The long-term goal of our research program is to establish a platform targeting protein arginine methyltransferases (PRMTs) that develops small-molecule probes to investigate PRMTs as viable therapeutic targets and to provide lead compounds toward developing PRMT-based new diagnosis and treatment in cancers. The objective of this proposal is to validate a general structure-based approach for developing inhibitors of various PRMTs and to identify selective small-molecule inhibitors of CARM1 for investigating therapeutic potentials of chemical inhibition of CARM1 in cancer. The proposed approach builds upon our existing expertise in synthetic chemistry, assay development, and molecular and cell biology, and leverages our strong collaboration with experts in cancer biology, computation and proteomics.
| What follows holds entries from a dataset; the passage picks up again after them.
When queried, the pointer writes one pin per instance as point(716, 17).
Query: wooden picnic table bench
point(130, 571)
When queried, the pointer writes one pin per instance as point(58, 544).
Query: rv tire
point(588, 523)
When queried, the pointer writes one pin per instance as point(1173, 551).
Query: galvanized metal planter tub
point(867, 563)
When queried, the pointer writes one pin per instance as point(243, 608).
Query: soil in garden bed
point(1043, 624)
The central hypothesis of this proposal is that small molecules could modulate the function of specific PRMTs by interfering the selective binding of individual PRMT with co-factor SAM methyl donor or arginine substrate. To accomplish the objective of this application the following two specific aims will be pursued.
Aim 1) Construct a collection of SAM-mimic and arginine mimic compounds targeting chemical inhibition of PRMTs.
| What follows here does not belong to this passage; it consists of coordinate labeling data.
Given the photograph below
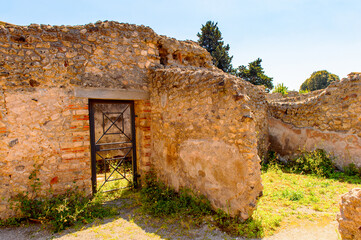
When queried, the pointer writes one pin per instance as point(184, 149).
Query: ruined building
point(74, 96)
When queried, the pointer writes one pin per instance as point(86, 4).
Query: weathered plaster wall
point(204, 136)
point(330, 120)
point(44, 71)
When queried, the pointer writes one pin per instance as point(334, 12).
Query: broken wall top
point(336, 108)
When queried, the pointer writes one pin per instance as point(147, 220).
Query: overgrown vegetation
point(161, 201)
point(59, 211)
point(280, 88)
point(319, 80)
point(306, 189)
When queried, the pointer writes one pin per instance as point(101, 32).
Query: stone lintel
point(114, 94)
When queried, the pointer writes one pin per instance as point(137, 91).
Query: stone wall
point(330, 120)
point(47, 75)
point(204, 136)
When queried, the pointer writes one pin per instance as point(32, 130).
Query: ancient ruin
point(192, 124)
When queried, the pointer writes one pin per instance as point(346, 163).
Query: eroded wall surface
point(330, 120)
point(204, 136)
point(201, 128)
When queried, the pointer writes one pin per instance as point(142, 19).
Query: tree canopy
point(254, 74)
point(318, 80)
point(210, 38)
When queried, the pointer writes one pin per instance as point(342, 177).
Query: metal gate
point(113, 150)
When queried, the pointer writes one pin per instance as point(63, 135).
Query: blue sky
point(293, 37)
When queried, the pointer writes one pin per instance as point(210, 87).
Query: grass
point(292, 195)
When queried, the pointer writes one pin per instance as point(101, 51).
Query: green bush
point(317, 162)
point(63, 210)
point(59, 211)
point(280, 88)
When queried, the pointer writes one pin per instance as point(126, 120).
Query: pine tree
point(211, 39)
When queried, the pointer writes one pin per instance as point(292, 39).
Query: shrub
point(280, 88)
point(316, 162)
point(63, 210)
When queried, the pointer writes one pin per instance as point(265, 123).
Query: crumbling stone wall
point(204, 136)
point(330, 120)
point(44, 72)
point(349, 218)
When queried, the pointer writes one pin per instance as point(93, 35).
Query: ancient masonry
point(196, 126)
point(328, 119)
Aim 2) Identify CARM1 inhibitors and validate therapeutic potentials of chemical inhibition of CARM1 in cancers. Through this exploratory grant, the identification of novel small-molecule inhibitors of CARM1 will validate the general applicability of the proposed structure-based approach for developing inhibitors for various PRMTs of promising cancer-therapeutic targets. Furthermore, the identified small-molecule inhibitors of CARM1 will, for the first time, provide cell-active lead compounds for the discovery of new diagnostic biomarkers and therapeutic treatment for CARM1-assoscaited breast and prostate cancers.
Protein arginine methyltransferases (PRMTs) represent an emerging class of viable therapeutic targets for cancers. This project explores a novel structure-based strategy for the development of small-molecule inhibitors of PRMTs and centers on the identification of selective inhibitors of CARM1 for the development of new diagnostic biomarkers and treatment for CARM1-assoscaited breast and prostate cancers.